To find the mean, add the numbers and then divide by the number of values in the data set.

$\begin{array}{l}\overline{x}=\frac{4+5+5+6+6+8+9+10}{8}\\ =\frac{53}{8}\\ =6.625\end{array}$

To find the variance, square the difference between each number and the mean. Then add the squares, and divide by the number of values.

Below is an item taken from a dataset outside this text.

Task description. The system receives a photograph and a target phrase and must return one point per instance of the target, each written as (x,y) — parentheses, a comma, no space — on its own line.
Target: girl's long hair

$\begin{array}{l}{\sigma }^2=\frac{{(4-6.63)}^2+{(5-6.63)}^2+{(5-6.63)}^2+{(6-6.63)}^2+{(6-6.63)}^2+{(8-6.63)}^2+{(9-6.63)}^2+{(10-6.63)}^2}{8}\\ =\frac{{(-2.625)}^2+{(-1.625)}^2+{(-1.625)}^2+{(-0.625)}^2+{(-0.625)}^2+{\left(1.375\right)}^2+{\left(2.375\right)}^2+{\left(3.375\right)}^2}{8}\\ =\frac{6.890625+2.640625+2.640625+0.390625+0.390625+1.890625+5.640625+11.390625}{8}\\ =\frac{31.875}{8}\\ =3.984\end{array}$

To find the standard deviation, take square root of the variance.

$\begin{array}{c}{\sigma }^2=3.984\\ \sigma =\sqrt{3.984}\\ =1.996\approx 2\end{array}$

Therefore, the mean, variance and standard variation of the given data set is $6.625,3.984$ and 2 respectively.